Also, be sure to download the helpful cleaning checklist printout below. Hang it in plain view in your laundry room or kitchen so you can refer to it often. Before long, it’ll become second nature to both you and your helpers, regardless of whether any of you is personally uninterested in chores. You may even witness a magical phenomenon in which your partner starts the dishwasher without you asking! Once they grow used to doing a task, there’s less need for you to request (or demand) its completion.
Household chores are only fun for a select few, so consider using tools to make extended chore sessions more interesting. Encourage everyone to grab their earbuds and listen to their favorite guilty pleasures while they scrub and shine.
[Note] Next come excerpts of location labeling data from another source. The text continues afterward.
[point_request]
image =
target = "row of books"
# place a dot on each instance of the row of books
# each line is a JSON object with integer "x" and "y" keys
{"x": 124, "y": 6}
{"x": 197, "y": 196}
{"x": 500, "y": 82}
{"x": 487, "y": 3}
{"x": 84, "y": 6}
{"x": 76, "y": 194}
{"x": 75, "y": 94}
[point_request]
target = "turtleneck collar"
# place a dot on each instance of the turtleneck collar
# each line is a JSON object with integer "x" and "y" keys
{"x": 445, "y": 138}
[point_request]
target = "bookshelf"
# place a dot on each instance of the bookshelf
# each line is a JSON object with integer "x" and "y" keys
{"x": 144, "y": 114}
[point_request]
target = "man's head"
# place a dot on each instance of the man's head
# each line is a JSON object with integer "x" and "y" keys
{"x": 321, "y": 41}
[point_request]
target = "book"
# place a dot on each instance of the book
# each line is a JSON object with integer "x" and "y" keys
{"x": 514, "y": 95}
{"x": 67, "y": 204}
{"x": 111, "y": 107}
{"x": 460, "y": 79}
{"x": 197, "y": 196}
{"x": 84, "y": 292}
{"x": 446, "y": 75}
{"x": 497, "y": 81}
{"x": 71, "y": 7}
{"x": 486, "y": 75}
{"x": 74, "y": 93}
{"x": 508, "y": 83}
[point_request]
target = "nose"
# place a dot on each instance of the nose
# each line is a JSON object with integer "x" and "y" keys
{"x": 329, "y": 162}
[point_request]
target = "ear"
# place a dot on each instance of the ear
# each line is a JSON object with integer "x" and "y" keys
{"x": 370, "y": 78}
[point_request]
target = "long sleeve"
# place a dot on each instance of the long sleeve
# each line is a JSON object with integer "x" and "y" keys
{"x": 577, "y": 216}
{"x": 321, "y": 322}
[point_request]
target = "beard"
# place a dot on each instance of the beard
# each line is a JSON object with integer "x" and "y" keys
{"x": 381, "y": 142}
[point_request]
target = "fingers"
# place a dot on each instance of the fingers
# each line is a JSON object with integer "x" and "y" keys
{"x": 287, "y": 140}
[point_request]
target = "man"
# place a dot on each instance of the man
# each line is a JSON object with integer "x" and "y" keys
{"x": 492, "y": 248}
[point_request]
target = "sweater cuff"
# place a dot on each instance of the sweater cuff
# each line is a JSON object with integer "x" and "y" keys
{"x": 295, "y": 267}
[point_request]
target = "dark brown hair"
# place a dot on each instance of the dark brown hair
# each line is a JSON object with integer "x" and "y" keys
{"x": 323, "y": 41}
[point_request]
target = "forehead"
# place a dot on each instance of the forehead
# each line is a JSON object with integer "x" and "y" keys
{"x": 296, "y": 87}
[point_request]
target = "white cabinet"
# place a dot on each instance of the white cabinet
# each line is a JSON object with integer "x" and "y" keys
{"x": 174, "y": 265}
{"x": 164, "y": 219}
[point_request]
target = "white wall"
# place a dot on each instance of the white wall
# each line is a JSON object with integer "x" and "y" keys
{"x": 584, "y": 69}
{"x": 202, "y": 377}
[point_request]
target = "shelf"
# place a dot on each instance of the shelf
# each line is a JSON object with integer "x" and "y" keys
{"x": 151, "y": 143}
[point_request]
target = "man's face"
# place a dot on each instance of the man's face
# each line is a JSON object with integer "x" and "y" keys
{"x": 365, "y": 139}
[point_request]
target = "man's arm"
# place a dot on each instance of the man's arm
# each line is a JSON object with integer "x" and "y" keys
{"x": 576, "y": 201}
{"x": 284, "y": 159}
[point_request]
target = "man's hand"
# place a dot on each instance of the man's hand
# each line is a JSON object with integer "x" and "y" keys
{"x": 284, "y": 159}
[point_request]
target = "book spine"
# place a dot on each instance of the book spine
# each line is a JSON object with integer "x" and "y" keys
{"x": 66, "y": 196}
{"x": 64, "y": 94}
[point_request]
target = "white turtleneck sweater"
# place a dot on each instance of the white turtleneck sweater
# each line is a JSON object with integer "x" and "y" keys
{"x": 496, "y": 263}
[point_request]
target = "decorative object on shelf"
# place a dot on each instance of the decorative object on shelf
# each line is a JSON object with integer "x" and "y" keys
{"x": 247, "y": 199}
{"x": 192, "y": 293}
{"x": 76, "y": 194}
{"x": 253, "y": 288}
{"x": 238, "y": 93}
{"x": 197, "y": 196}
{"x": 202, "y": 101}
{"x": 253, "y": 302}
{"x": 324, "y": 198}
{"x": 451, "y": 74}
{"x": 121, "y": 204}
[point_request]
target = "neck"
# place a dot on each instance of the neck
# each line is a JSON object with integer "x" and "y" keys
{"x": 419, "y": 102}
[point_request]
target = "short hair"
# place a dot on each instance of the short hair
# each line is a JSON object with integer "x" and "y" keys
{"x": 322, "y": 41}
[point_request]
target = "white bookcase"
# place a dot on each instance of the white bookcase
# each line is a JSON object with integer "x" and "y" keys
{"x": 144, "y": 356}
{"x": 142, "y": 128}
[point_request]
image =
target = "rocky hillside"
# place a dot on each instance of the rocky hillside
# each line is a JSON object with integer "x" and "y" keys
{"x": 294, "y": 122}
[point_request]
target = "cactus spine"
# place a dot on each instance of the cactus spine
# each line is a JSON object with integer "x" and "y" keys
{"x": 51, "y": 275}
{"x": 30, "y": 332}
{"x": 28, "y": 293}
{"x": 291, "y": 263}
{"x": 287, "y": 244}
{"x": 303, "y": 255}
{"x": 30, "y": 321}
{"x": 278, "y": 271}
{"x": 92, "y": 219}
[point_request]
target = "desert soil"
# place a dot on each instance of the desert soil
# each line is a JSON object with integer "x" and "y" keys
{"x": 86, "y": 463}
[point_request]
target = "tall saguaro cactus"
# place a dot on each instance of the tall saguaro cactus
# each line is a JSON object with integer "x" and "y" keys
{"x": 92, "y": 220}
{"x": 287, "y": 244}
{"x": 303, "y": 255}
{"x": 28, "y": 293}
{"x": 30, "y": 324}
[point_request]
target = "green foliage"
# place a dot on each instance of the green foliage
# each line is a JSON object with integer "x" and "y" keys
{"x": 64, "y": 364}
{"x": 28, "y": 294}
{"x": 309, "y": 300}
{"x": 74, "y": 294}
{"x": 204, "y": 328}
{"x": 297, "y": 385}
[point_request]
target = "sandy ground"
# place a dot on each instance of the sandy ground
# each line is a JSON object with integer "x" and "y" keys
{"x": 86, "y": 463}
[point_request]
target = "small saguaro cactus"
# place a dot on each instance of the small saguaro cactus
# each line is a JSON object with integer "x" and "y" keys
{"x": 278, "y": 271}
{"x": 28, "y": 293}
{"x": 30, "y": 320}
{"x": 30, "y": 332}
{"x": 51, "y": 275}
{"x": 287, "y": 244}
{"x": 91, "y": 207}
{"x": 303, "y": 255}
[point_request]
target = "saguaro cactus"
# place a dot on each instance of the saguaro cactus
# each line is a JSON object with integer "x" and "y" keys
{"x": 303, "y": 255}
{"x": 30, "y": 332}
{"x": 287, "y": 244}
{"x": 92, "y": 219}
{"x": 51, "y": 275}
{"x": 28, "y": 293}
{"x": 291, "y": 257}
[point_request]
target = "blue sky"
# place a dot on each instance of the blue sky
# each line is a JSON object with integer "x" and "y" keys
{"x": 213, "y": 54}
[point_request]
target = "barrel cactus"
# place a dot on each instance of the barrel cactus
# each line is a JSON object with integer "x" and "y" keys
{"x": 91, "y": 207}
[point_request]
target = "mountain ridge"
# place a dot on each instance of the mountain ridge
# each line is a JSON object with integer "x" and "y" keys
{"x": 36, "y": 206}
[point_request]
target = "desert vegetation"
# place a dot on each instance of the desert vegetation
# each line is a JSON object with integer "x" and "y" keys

Or turn up the stereo and dance along so hard, you take your mind off what you’re doing. Before you know it, the tasks on your list will tick down to zero.
If you live alone and need some help getting motivated, you can also reserve your favorite tunes for cleaning sessions. Are you itching to listen to that new album you just bought? Promise yourself that you won’t play it until you do some dusting. This turns music into another kind of reward system.
Practice good communication
Healthy relationships depend on good communication, so calmly lay out to your family or roommates why chores are so important and how they can benefit everyone’s health and social well-being. Your loved ones may come to understand what’s so appealing about a fresh, clean, and sanitary house—making everyone happier once the chores are complete.